Virüsler insanlarda nezle, grip, uçuk, siğil, AIDS, sarıhumma, kızamık, kızamıkçık, suçiçeği, çocuk felci, viral hepatit gibi hastalıklara neden olur. Her virüs çeşidi genellikle vücudun belirli bir yerinde, belirli bir hücre içinde çoğalabilir. Nezle, grip virüslerinin üst solunum yollarında çoğalması gibi.

Bakteriler en basit şekliyle de olsa belirgin bir hücre yapısındadır. Çekirdek ve organelleri yoktur.

Bazı bakteriler kendi besinlerini yapabilir, ancak çoğu parazittir. Kimi bakteri oksijenli, kimi oksijensiz solunum yapar. Bakteriler her ortamda bulunabilir. Bakteri türlerinin yaşaması için uygun ortamlar farklı olabilir. Ortam uygun değilse bazı bakteriler spor oluşturarak, onları koruyan kalın bir duvar yaparlar.

Bir ortamın bakteri gibi mikroplardan temizlenmesine sterilizasyon denir. Süt gibi bazı besinlerdeki zararlı bakteriler pastörizasyon denilen ısıtma yöntemiyle giderilir. Lavabo, tuvalet, mutfak gibi ortamlarda dezenfektanlar kullanılır. Açık yaralardaki bakteriler ise antiseptikler ile öldürülür.

Vücuda giren bakteriler insanlarda verem, difteri, tetanos, zatürree, boğmaca, tifo, kolera gibi hastalıklara yol açar.

Mikroplar vücuda sindirim yoluyla, solunum yoluyla, kan yoluyla, cinsel yolla veya deri yoluyla girebilir. Vücuda girdikten sonra uygun bir ortam bulunca oraya yerleşir ve hızla çoğalırlar.

Vücudumuzda mikropların girmesini önleyen veya girdikten sonra onlarla savaşan çeşitli doğal savunma hatları vardır.

İlk savunma hattı deri ve salgılamadır (deri yüzeyine salgılanan yağsı madde ve ter.)

Gözler, solunum kanalı, üreme kanalı gibi açıklıklarda da birçok savunma vardır. Örneğin gözyaşında bulunan antiseptik madde, tükürük, burundaki kıllar ve mukus, soluk borusundaki siler gibi.

Bazen mikroplar direkt bir açıklıktan girmeye çalışır; açık yaralar gibi. Bu durumda ikinci savunma hattı devreye girer ve oluşan kızarıklık ve şişlikler vücudumuzun mikroplarla savaştığını gösterir. Bu bölgesel savunma sonucu iltihap oluşur. Bu da akyuvarların mikropları yutup, yok etmek için kimyasallar salgılamasından kaynaklanır.

Tüm bu korumalar yetersiz kaldığında üçüncü savunma hattı olarak bağışıklık sistemi devreye girer. Bağışıklık sisteminin temel elemanı, mikroorganizmaların yapısındaki antijen denilen maddeleri tanıyarak, karşı etkili antikorları üreten lenfosit denilen akyuvarlardır.

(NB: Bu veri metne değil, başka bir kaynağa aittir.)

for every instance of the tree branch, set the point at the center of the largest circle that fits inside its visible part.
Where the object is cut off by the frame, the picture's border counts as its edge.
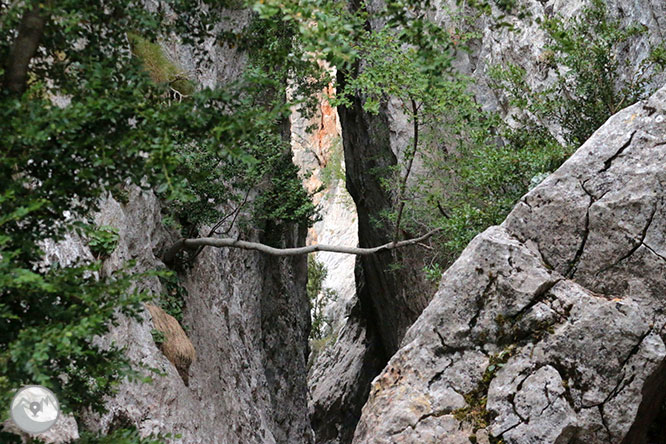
(403, 185)
(182, 244)
(24, 48)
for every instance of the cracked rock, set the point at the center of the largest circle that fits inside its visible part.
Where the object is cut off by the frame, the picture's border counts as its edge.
(550, 327)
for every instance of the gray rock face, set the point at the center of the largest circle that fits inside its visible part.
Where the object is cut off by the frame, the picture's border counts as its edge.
(246, 315)
(553, 321)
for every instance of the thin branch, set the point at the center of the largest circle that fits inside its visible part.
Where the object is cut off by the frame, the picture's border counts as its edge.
(403, 185)
(182, 244)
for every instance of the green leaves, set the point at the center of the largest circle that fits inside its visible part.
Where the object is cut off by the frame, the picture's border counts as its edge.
(102, 240)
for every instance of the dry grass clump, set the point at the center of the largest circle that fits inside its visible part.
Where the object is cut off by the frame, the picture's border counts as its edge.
(176, 346)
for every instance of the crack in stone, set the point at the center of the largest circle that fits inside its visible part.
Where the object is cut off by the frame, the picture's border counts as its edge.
(622, 382)
(609, 161)
(447, 347)
(550, 402)
(654, 252)
(586, 232)
(538, 297)
(641, 241)
(603, 421)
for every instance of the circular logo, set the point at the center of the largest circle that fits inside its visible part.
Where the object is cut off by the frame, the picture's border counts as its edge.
(35, 409)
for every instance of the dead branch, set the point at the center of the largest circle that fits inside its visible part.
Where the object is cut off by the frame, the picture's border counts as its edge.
(23, 49)
(182, 244)
(403, 185)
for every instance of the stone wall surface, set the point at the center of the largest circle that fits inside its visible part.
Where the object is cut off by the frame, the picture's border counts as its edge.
(553, 321)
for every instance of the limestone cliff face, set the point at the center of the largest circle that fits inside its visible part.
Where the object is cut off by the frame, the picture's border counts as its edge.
(316, 144)
(553, 321)
(389, 303)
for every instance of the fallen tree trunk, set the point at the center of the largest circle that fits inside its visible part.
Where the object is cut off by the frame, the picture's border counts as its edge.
(183, 244)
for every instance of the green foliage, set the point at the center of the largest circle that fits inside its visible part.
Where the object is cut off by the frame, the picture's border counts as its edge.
(475, 412)
(333, 172)
(158, 336)
(125, 435)
(57, 162)
(159, 67)
(586, 53)
(102, 241)
(172, 300)
(320, 298)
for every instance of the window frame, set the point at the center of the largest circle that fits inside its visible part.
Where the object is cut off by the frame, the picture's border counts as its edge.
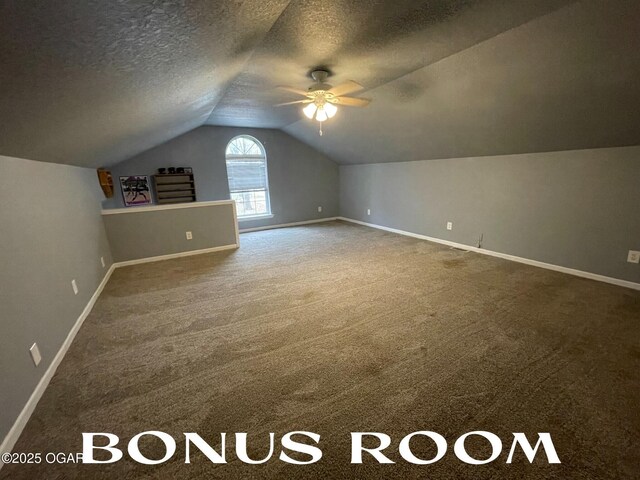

Mikroplar vücudumuza ilk girdiğinde hastalanırız. Hemen, akyuvarların sayısı artar ve antikor üreterek mikropların hepsini öldürürler. Bundan sonra bir süre daha kanda kalırlar. Aynı mikroorganizma tekrar girdiğinde, hastalık yapacak sayıya ulaşılmadan, antikorlar tarafından yok edilirler. Hatta antikor olmasa bile mikrobu tanıyan ve antikor oluşturmayı öğrenen akyuvarlar hızla antikor oluşturur ve mikroplar hastalık yapmadan yok edilir. İşte vücudun mikroplara karşı savunmaya hazır olduğu bu duruma bağışıklık denir.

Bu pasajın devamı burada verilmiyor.